Die Gründe warum kein Schwimmunterricht erteilt wird, sind demnach vielseitig. Mal ist schlicht kein Schwimmbad in erreichbarerer Nähe, mal sind die Transportkosten zu hoch, Kollegen warten auf einen Fortbildungsplatz oder es gibt gar keinen Lehrer mit einer Schwimmlehrbefähigung. Mal ist die einzige Schwimmlehrkraft in Mutterschutz, es fehlen Haushaltsmittel oder die Schule hat keine Hallenzeiten bekommen.

Jeder fünfte Sechstklässler kann nicht schwimmen

Laut aktuellen Zahlen des Ministeriums sind mindestens 19 Prozent aller Kinder bis zum Ende der sechsten Klasse noch keine sicheren Schwimmer. Am Ende der Grundschulzeit nach Angaben der Deutschen Lebens-Rettungs-Gesellschaft (DLRG) sind sogar 50 bis 60 Prozent noch Nichtschwimmer. Der Anspruch der Regierungsfraktionen aus CDU, FDP und Grüne ist allerdings, dass jedes Kind in Schleswig-Holstein im Sportunterrichts bis zum Ende der Grundschule schwimmen lernt. Ein entsprechender Antrag zur „Stärkung des Zugangs zum Schwimmunterricht“ soll daher in der nächsten Landtagssitzung verabschiedet werden.

Schwimmunterricht in Schleswig-Holstein

87 Prozent aller Grund-, Regional- und Gemeinschaftsschulen sowie der Gymnasien in Schleswig-Holstein bieten laut einer Umfrage in mindestens einer Klassenstufe Schwimmunterricht an. Wenn eine Schule keinen Schwimmunterricht anbietet, dann liegen die Ursache nach Angaben des Bildungsministeriums zu 82 Prozent nicht im Verantwortungsbereich der Schule. Dazu zählt zum Beispiel, wenn keine Schwimmstätte in der Nähe ist oder es keine verfügbaren Hallenzeiten gibt.

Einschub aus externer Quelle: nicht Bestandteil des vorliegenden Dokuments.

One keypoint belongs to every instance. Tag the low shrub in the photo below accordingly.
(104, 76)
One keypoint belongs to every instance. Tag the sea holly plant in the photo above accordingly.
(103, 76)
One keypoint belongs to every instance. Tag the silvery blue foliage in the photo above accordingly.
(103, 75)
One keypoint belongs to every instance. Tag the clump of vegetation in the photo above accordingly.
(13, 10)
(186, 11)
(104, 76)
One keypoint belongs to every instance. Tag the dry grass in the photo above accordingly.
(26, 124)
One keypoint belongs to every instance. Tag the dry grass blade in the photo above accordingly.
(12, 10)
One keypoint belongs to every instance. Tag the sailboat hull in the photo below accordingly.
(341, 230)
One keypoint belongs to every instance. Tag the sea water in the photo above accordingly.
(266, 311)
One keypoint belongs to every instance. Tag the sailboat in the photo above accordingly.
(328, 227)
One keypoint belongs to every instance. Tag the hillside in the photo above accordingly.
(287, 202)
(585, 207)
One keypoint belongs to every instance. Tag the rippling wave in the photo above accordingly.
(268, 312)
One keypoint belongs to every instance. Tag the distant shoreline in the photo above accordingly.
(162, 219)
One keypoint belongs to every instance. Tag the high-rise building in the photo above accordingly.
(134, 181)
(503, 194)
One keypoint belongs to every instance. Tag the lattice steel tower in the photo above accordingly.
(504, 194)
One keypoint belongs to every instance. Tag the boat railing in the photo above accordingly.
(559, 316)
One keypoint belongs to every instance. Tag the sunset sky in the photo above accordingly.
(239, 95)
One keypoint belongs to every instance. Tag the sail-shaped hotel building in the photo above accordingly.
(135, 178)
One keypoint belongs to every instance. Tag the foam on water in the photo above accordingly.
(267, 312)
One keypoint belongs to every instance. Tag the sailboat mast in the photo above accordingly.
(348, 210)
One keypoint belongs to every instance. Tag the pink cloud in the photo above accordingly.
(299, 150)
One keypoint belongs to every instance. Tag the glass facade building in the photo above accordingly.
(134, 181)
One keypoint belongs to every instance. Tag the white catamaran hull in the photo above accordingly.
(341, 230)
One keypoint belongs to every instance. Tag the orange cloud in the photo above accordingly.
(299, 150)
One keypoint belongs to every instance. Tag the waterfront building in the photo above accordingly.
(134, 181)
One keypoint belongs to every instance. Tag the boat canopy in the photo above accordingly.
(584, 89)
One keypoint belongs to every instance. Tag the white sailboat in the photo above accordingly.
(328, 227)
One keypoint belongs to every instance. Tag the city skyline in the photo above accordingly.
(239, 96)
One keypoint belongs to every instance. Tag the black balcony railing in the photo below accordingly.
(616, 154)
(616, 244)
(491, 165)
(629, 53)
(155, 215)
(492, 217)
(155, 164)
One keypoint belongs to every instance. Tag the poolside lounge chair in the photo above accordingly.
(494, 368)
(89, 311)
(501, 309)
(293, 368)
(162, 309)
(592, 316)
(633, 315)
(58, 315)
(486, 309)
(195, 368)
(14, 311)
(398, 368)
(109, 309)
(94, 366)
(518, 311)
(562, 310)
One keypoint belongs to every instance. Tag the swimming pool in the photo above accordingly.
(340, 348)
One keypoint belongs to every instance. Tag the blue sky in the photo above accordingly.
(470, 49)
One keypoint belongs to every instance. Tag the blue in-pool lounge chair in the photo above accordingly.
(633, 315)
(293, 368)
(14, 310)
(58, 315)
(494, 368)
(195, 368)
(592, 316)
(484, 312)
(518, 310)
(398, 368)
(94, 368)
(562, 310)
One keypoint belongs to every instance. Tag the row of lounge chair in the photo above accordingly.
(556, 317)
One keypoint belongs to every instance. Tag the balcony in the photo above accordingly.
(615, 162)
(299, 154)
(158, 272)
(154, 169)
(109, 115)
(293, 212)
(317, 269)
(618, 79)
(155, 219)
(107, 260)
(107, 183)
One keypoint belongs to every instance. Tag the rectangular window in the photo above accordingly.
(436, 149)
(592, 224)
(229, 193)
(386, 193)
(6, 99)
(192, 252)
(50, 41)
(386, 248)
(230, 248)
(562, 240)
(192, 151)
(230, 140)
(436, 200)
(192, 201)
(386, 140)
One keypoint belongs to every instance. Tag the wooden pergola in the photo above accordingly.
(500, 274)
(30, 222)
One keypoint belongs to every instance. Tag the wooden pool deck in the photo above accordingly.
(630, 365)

Dieser sieht unter anderem vor, dass geprüft werden soll, inwiefern Externe, wie zum Beispiel Bademeister oder andere Fachlehrkräfte, bei einem Mangel an Sportlehrern eingesetzt werden können, um einen Ausfall von Schwimmunterricht zu verhindern. Zudem soll ein Fonds unter dem Titel „Schleswig-Holstein lernt Schwimmen“ mit einem jährlichen Volumen von 50 000 Euro für 2019 bis 2021 eingerichtet werden. Auch ob die Rahmenbedingungen für den Betrieb und die Errichtung von Schwimmbädern verbessert werden kann, soll geprüft werden.

Zusammenarbeit mit DLRG und Schwimmverband

Darüber hinaus hat das Ministerium eigene Ansätze, wie die Zahl der schwimmfähigen Kinder erhöht werden soll. So steht die Aus- und Fortbildung von Lehrern weit oben auf der Prioritätenliste, außerdem sind die Schulleiter angehalten, ausreichend Sportlehrer einzustellen. Die Schulaufsichten sollen zudem das Gespräch mit den Grundschulen aufnehmen und über mögliche Kooperationen mit anderen Schulen, einen intensiveren Austausch mit den Schwimmhallenbetreibern sowie über eine Zusammenarbeit mit DLRG, Schwimmverband oder Kinderschutzbund reden.

Die drei Organisationen sitzen bereits mit Vertretern des Bildungs- und Innenministeriums, des Landessportverbands, der Landesschüler- und Landeselternvertretung sowie des Instituts für Qualitätsentwicklung an Schulen Schleswig-Holstein regelmäßig an einem Runden Tisch, um die Schwimmausbildung im Land fördern. Eine jährliche Bestandsaufnahme soll klären, inwieweit die geplanten Maßnahmen auch tatsächlich fruchten.

DLRG: Schwimmkurse teilweise überbucht

Schleswig-Holsteins DLRG-Landesgeschäftsführer Thies O. Wolfhagen findet es gut, dass das Thema jetzt intensiver angegangen wird, sagt aber auch: „Der Fonds ist nicht das Allheilmittel. Das Geld ist schnell ausgegeben.“ Schwimmunterricht sei ein verpflichtender Bestandteil der Lehrpläne, was an den Schulen nicht stattfände, könnten Organisationen wir die DLRG nicht auffangen. Bereits jetzt seien die wöchentlichen Schwimmkurse der Rettungsschwimmer im Land stets schnell ausgebucht, teilweise überbucht. Wer sein Kind anmelden möchte, müsse mit längeren Wartezeiten rechnen. „Unser Ansatz mit Mittel aus dem Fonds wäre es, zusätzliche Angebote wie zum Beispiel Ferienschwimmkurse anzubieten. In der Zeit ist es einfacher, Wasserflächen und Ehrenamtler zu bekommen.“ Schulen sollten in diesem Fall als Vermittler zwischen Nichtschwimmern und DLRG fungieren.